Contrary to what many think, the capital city is not Auckland. It’s understandable to think that, though, because Auckland is the largest city. However, the capital city is the more centrally located Wellington, the southernmost national capital in the world. It’s located on the southern tip of the North Island and nestled in between Wellington Bay and the Rimutaka Mountain Range. Despite its smaller size (est. population 405,000), it’s rife with cultural arts, sports, cuisine, higher education, museums, and commerce on top of being the center for government and media. It often makes the top cities lists and coolest capital city lists. Wellington is famous as a film location for several top-grossing films such as Lord of the Rings, The Hobbit, Avatar, and King Kong.

New Zealanders use the New Zealand dollar, which is also used on a number of other islands (Niue, Tokelau, Cook Islands, and Pitcairn Islands). Their high-income economy gives them a certain amount of economic stability. Traditionally, they depended on agriculture and sea-related sectors (fishing, whaling, sealing). Because they’re an island nation, they depend on international trade, especially in food (like kiwifruit) and other agricultural products. Dairy farming and sheep farming has long been an important part of their economy, and New Zealand depends on wool as one of its major exports. The Kiwis also have a sizeable wine industry as well. 

The Anglican Church of New Zealand
Although in the past, Christianity has been a dominant religion (and still holds a historical importance for some), New Zealand has grown to be one of the most secular countries in the world. In the 2013 census, nearly 42% of the people reported not having a religion. Of those who identify as Christian, the largest denominations include Roman Catholic, Anglican, Presbyterian, and nondenominational Christian (along with two Maori religions that are also considered Christian: Ringatu and Ratana. And because of its location in Oceania, there are also smaller numbers of Muslim, Buddhist, and Hindu populations throughout New Zealand as well. 

The vast majority of the people speak English; it’s close to Australian English with a few minor differences in vowel shifts and probably some vocabulary. During the mid-20th century, Maori were discouraged from speaking their own language in schools, businesses, and government; however, it was given the status of an official language in 1987. There are many areas where there are bilingual signs in both English and Maori. Other languages spoken here include Samoan, Hindi, “Northern Chinese,” French, and New Zealand Sign Language (which was actually included as an official language in 2006). 

That name, though.
New Zealand has long been ok with doing its own thing. It’s a great place for being outdoors, and its scenery definitely doesn't disappoint.
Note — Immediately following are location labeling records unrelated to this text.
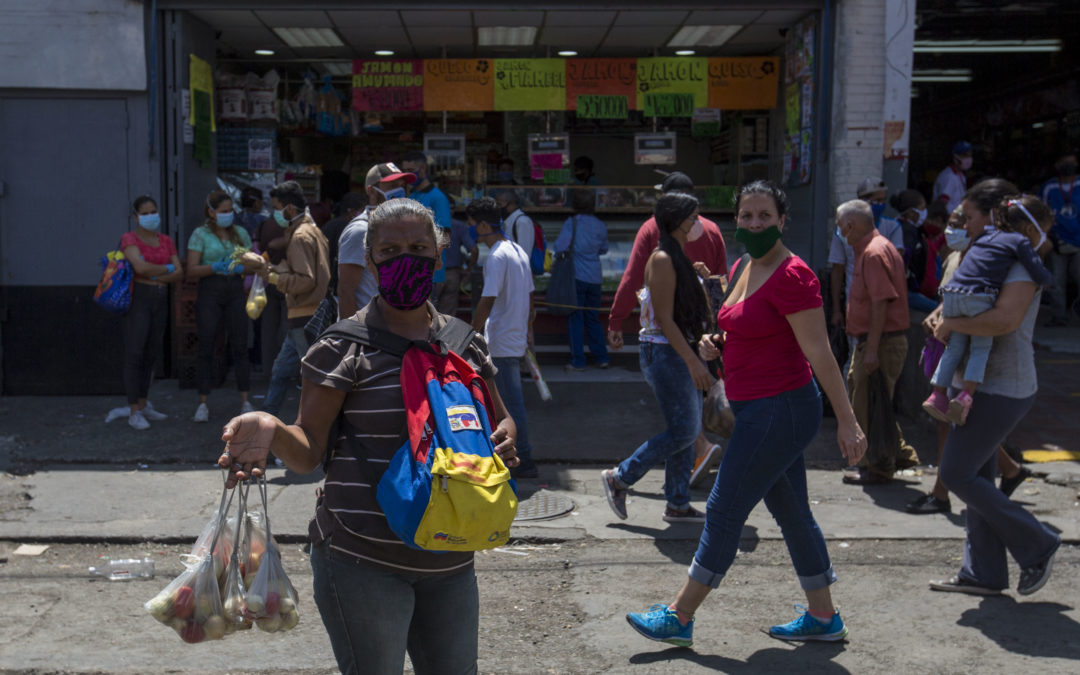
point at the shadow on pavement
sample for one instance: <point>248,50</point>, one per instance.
<point>1029,629</point>
<point>809,658</point>
<point>896,495</point>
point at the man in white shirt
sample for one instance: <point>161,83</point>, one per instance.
<point>841,256</point>
<point>515,224</point>
<point>356,285</point>
<point>953,181</point>
<point>502,314</point>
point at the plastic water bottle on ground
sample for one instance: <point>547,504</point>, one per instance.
<point>124,569</point>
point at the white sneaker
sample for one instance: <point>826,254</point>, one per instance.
<point>151,414</point>
<point>135,420</point>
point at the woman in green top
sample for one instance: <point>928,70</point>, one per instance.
<point>220,295</point>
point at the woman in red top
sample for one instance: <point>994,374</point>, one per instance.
<point>773,333</point>
<point>153,258</point>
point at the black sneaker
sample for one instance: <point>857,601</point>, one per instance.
<point>1009,485</point>
<point>616,495</point>
<point>1035,577</point>
<point>956,584</point>
<point>929,503</point>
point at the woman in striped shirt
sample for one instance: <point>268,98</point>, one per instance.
<point>377,596</point>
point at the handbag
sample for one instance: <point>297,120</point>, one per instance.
<point>113,291</point>
<point>716,414</point>
<point>562,289</point>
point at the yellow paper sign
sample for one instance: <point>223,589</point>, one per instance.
<point>530,84</point>
<point>676,75</point>
<point>201,77</point>
<point>745,83</point>
<point>458,84</point>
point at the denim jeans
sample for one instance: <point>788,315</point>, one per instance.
<point>680,404</point>
<point>589,295</point>
<point>373,616</point>
<point>764,460</point>
<point>144,332</point>
<point>509,382</point>
<point>286,368</point>
<point>995,524</point>
<point>977,347</point>
<point>223,298</point>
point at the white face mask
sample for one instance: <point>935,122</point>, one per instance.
<point>696,230</point>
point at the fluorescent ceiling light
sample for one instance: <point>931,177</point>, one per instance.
<point>703,36</point>
<point>309,37</point>
<point>956,75</point>
<point>986,46</point>
<point>338,68</point>
<point>505,36</point>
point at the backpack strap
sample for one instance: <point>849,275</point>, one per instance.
<point>739,270</point>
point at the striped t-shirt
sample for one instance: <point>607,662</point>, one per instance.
<point>349,513</point>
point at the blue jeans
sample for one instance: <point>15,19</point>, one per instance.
<point>509,381</point>
<point>373,616</point>
<point>977,347</point>
<point>995,524</point>
<point>589,295</point>
<point>680,404</point>
<point>286,368</point>
<point>764,460</point>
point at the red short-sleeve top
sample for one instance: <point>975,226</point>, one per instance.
<point>761,356</point>
<point>162,254</point>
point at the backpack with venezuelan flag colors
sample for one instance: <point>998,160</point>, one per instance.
<point>445,489</point>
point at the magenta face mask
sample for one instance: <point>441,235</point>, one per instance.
<point>405,281</point>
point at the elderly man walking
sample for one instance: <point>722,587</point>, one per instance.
<point>877,318</point>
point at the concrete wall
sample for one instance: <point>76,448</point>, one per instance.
<point>858,82</point>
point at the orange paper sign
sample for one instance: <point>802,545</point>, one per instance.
<point>746,83</point>
<point>458,84</point>
<point>611,77</point>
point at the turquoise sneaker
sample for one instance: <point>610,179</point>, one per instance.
<point>806,628</point>
<point>662,624</point>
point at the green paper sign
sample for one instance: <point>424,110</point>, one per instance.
<point>556,176</point>
<point>596,107</point>
<point>669,105</point>
<point>529,84</point>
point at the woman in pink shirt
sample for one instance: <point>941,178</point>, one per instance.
<point>153,258</point>
<point>773,333</point>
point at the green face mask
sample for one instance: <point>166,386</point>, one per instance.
<point>758,243</point>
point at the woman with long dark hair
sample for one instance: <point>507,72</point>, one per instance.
<point>220,295</point>
<point>773,334</point>
<point>674,315</point>
<point>153,258</point>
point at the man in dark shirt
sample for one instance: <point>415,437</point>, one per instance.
<point>349,207</point>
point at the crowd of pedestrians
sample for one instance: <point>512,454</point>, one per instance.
<point>974,260</point>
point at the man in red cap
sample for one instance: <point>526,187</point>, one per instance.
<point>707,251</point>
<point>358,285</point>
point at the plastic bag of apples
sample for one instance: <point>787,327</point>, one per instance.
<point>270,599</point>
<point>228,584</point>
<point>191,604</point>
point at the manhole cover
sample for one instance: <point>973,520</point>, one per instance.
<point>543,505</point>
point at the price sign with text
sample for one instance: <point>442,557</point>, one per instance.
<point>602,107</point>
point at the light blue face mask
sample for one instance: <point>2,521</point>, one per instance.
<point>149,220</point>
<point>957,239</point>
<point>395,193</point>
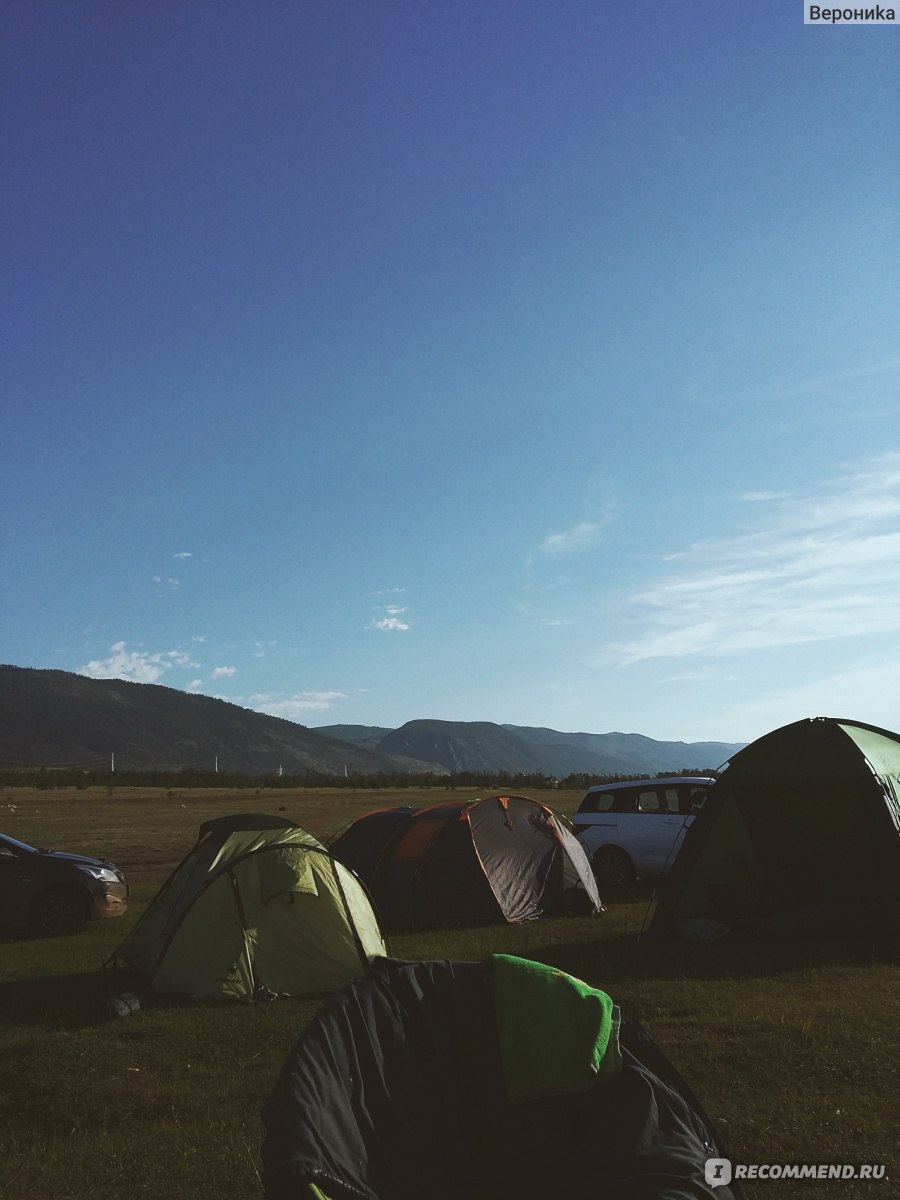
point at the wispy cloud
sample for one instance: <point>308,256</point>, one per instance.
<point>393,619</point>
<point>814,567</point>
<point>139,666</point>
<point>295,707</point>
<point>571,540</point>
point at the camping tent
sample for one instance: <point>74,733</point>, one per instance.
<point>504,1078</point>
<point>802,831</point>
<point>503,858</point>
<point>257,909</point>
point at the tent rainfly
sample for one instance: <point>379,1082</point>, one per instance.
<point>801,832</point>
<point>502,858</point>
<point>258,909</point>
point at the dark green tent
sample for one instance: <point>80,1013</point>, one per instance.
<point>802,832</point>
<point>502,858</point>
<point>444,1080</point>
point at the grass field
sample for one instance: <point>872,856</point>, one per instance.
<point>792,1047</point>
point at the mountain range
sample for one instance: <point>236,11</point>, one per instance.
<point>57,718</point>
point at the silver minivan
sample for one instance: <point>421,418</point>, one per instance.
<point>637,827</point>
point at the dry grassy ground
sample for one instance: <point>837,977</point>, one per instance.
<point>791,1045</point>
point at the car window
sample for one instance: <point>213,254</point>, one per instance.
<point>598,802</point>
<point>691,799</point>
<point>651,802</point>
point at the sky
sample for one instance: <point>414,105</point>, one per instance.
<point>489,360</point>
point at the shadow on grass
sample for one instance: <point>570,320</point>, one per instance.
<point>70,1001</point>
<point>629,958</point>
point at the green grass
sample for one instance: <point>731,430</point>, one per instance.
<point>791,1045</point>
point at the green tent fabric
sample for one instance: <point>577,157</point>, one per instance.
<point>396,1091</point>
<point>556,1033</point>
<point>801,833</point>
<point>252,913</point>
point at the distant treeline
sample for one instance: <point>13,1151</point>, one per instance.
<point>59,777</point>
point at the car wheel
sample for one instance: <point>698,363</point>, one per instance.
<point>613,868</point>
<point>58,913</point>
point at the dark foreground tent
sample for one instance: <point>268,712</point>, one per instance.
<point>257,909</point>
<point>802,832</point>
<point>483,1080</point>
<point>502,858</point>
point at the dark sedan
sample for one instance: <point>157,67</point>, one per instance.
<point>52,893</point>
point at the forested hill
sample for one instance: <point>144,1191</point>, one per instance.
<point>57,718</point>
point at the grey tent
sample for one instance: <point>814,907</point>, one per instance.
<point>483,1080</point>
<point>257,909</point>
<point>801,832</point>
<point>502,858</point>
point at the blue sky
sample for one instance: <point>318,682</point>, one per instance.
<point>515,361</point>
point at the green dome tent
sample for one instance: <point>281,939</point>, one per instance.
<point>257,909</point>
<point>801,832</point>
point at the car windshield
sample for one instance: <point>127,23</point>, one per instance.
<point>15,844</point>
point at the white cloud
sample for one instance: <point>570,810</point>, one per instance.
<point>136,665</point>
<point>294,708</point>
<point>815,568</point>
<point>393,618</point>
<point>571,541</point>
<point>390,623</point>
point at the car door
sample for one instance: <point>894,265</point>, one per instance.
<point>651,832</point>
It’s quirky and has its own weird things and list of firsts. I’ve been looking for a few reasons to move there, and here are a few of my favorites: 1) About 5% of its population are humans, and the other 95% are animals (which is good for animal-loving introverts). 2) New Zealand is one of the least corrupt countries in the world (and they don’t have Trump). 3) There are no land snakes (need I say more?). 4) No matter where you are, you’re always less than 80 miles from the sea. 5) About 1/3 of the country consist of protected national parks. 6) At one time (ok, like in 1990), the prime minister actually appointed a National Wizard (I’m somehow ok with this). 7) They are really into rugby. 8) There are no nuclear power stations. 9) The national bird and logo for the Air Force is the kiwi, a flightless bird. 10) They have places where you can stay in hotels designed to look like Hobbit houses.